LONDON (The Deal) -- Amid persistent speculation, AT&T (T) on Monday, Jan. 27, said it has no plans to make an offer for U.K. rival Vodafone Group (VOD) but didn't entirely close the door on an approach.
"At the request of the U.K. Takeover Panel, AT&T confirms that it does not intend to make an offer for Vodafone. Accordingly, AT&T is bound by the restrictions under Rule 2.8 of the U.K. Takeover Code," the Dallas company said.
Outlets including Sky News said AT&T CEO Randall Stephenson had met with European Commission Vice President Nellie Kroes to discuss the possible regulatory response to moves including a Vodafone bid. The article was one of a series to link AT&T and Vodafone as the once-monopoly provider begins to look outside the U.S. for growth.
The Takeover Code rule referenced in the statement now prohibits AT&T from bidding for Vodafone within six months under most circumstances but AT&T could make an offer if another suitor appears. Most reports said AT&T was months away from a formal approach anyway and Monday's statement won't therefore necessarily kill speculation. Kroes, who is the EU's digital commissioner, and Stephenson reportedly met while in Davos for the World Economic Forum.
Vodafone shares tumbled 5.4% in late morning trade following the announcement.
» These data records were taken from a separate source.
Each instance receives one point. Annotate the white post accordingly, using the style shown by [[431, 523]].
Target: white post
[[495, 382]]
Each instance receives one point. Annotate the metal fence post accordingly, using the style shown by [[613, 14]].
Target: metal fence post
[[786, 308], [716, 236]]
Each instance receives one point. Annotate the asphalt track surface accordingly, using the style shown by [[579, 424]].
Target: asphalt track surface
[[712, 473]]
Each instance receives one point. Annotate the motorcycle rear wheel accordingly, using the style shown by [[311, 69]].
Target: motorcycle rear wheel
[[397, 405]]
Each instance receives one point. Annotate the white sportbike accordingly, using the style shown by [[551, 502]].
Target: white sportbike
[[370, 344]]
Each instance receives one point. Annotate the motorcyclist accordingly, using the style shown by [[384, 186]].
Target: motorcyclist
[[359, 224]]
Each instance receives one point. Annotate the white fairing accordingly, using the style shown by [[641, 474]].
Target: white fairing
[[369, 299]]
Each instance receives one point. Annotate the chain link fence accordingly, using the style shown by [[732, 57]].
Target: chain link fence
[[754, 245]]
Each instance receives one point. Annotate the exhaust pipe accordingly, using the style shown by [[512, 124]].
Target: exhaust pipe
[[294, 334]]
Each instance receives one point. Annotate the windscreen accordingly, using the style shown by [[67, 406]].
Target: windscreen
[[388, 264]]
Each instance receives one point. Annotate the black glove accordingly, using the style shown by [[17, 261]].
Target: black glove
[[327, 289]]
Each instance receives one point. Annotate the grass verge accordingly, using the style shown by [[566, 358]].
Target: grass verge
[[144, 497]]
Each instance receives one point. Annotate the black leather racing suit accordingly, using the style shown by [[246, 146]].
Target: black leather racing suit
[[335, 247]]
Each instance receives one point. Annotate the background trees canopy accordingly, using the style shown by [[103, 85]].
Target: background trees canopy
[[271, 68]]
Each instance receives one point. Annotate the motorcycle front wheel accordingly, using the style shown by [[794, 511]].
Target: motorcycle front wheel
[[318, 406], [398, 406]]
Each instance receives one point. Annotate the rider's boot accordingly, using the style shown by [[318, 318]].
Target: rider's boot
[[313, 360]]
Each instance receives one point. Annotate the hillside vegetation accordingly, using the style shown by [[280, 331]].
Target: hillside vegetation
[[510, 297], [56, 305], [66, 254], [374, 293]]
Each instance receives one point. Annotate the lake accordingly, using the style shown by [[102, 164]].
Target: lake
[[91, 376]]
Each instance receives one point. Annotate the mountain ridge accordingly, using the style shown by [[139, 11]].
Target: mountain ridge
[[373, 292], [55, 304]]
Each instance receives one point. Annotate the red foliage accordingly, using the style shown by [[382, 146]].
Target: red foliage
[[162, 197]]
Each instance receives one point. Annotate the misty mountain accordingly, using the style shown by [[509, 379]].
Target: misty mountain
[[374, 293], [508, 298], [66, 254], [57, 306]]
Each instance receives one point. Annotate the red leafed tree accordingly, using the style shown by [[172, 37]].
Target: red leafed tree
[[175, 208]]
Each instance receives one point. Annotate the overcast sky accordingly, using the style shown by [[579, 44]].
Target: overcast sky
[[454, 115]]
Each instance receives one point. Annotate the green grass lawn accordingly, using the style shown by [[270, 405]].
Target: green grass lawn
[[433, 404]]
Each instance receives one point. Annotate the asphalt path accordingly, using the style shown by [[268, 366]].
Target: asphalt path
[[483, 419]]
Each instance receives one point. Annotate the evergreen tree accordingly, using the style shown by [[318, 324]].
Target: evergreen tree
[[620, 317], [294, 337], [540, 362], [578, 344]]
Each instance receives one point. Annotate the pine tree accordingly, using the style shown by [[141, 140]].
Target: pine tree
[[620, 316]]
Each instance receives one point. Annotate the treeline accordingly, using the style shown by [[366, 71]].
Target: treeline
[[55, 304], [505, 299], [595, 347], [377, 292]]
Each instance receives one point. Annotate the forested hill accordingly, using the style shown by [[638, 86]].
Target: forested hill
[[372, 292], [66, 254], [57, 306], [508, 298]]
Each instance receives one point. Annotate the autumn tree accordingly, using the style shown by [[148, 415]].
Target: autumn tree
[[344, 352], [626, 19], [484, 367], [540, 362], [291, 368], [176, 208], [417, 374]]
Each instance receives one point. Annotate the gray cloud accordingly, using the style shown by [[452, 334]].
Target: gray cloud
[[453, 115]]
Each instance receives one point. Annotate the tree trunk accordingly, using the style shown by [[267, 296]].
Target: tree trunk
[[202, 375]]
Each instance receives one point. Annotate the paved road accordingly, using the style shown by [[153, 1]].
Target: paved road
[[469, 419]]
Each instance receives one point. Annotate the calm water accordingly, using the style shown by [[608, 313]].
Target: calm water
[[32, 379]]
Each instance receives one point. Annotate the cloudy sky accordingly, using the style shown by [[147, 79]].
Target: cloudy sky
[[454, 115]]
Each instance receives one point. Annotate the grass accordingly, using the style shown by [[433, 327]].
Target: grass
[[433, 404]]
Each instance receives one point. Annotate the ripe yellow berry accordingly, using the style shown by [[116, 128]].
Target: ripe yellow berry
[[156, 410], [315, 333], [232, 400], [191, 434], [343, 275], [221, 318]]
The stock slid 12.50 pence to 220.05 pence, valuing Vodafone at 104.7 billion pounds ($172.95 billion).
Vodafone's nine-figure market cap would make any deal difficult for AT&T, which has a slightly lower - albeit also nine-figure - valuation.
Analysts have said a takeover would certainly give AT&T international heft but would also saddle it with problematic Vodafone businesses in southern Europe with little leeway for extra investment.